Get on up, la recensione
Con Get on up viene segnato un nuovo standard per i film biografici da cui non si dovrebbe prescindere. Un film che imiti la musica e cerchi di avere il carattere del personaggio
Get on up impacchetta diversi momenti e diverse fasi di James Brown, sia personali (l'infanzia e l'adolescenza) che professionali (gli esordi, l'affermazione, l'età avanzata, la fama ecc. ecc.), ci appone sopra una data e dà ad ognuna un titolo, per poi mescolarle e saltare da una all'altra senza rigore cronologico, seguendo istinto e ritmo.

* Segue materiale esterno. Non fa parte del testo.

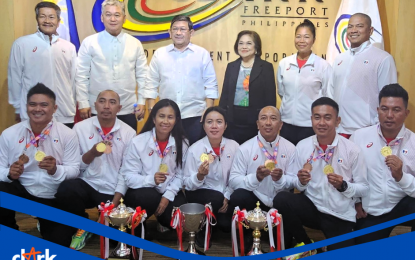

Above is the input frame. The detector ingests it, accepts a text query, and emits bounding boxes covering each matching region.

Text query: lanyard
[25,121,53,151]
[307,147,334,164]
[153,133,171,158]
[257,136,280,164]
[96,127,114,141]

Non che non si sia già fatto (e pure con più raffinatezza in Io non sono qui) ma la maniera in cui il film è scritto predilige l'istinto al ragionamento e accoppia la musica furiosa con un racconto furioso tutto one-line e colpi clamorosi, nei suoi momenti migliori montato con isteria ritmata e coinvolgente, nel quale Tate Taylor fa di tutto per inserire un po' di quel miscuglio di buonismo e black awareness che tanto avevano funzionato in The Help.

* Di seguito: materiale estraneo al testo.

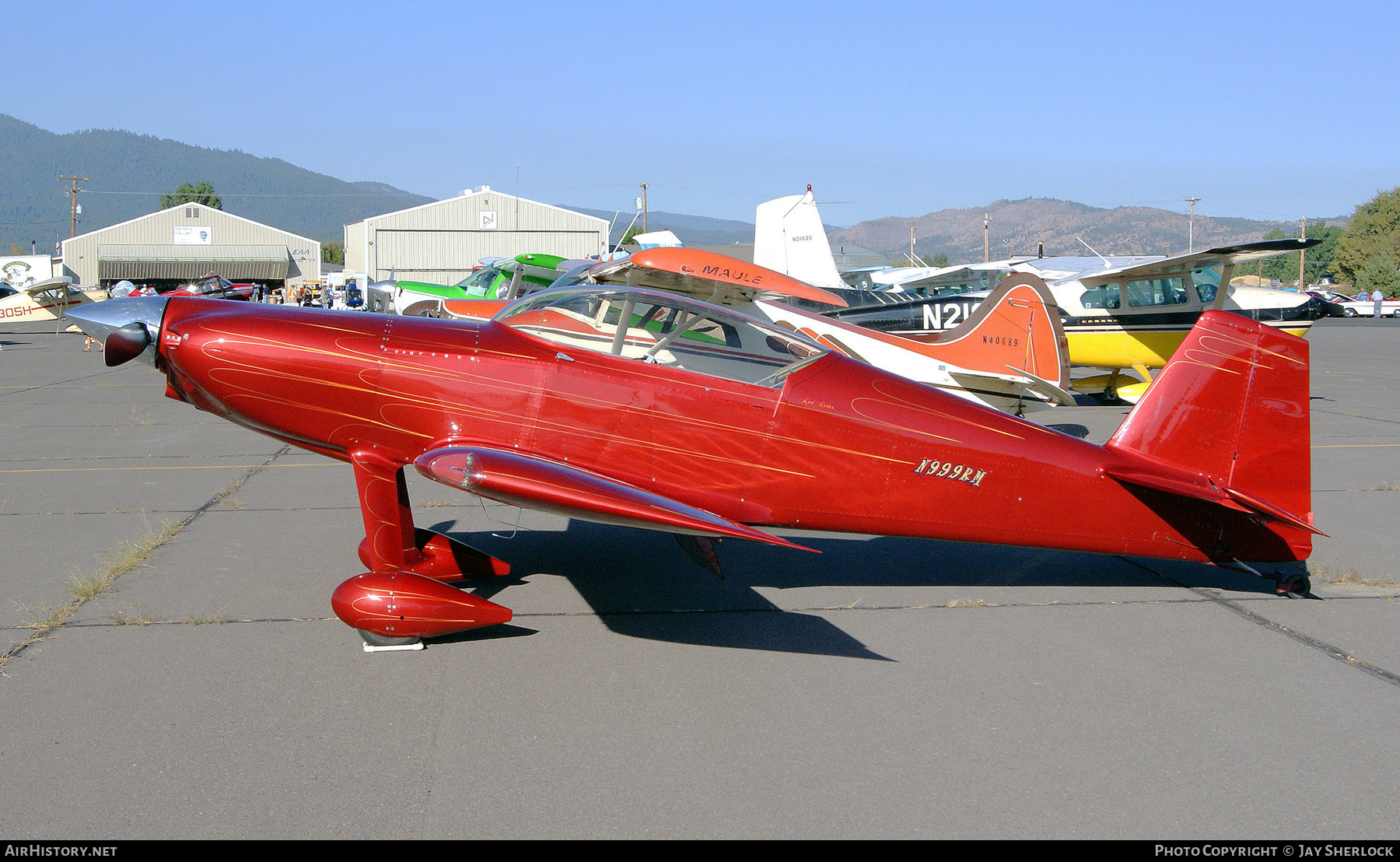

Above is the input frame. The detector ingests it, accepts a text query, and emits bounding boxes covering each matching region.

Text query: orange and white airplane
[443,247,1074,414]
[0,275,95,322]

Non esita insomma in nessun momento ad apparire un film che NON vuole raccontare James Brown l'uomo, per mettere un po' di musica in più, per inquadrare Chadwick Boseman che balla imitando come può le movenze iconiche e per esagerare in ogni senso. Get on up è un film sotto cocaina, ipercolorato, disposto a tutto per avere il medesimo ritmo che i fiati impongono al funky di James Brown e sembra non avere regole, a tratti fa parlare il protagonista con il pubblico e in altri momenti no, in alcuni invece gli strizza solo l'occhio. Quest'uomo visto come un'insaziabile macchina che aspira al successo più di tutto, che ha sete di avere e sete di cantare, che vuole andare in Vietnam e arrivato lì tra le bombe sembra esaltato dal rischio, scende dall'aereo e con uno stacco è sul palco, batteria e fiati attaccano subito al massimo e dietro di lui di nuovo con uno stacco siamo su una bomba che esplode. Urlo. Altra scena, altro periodo.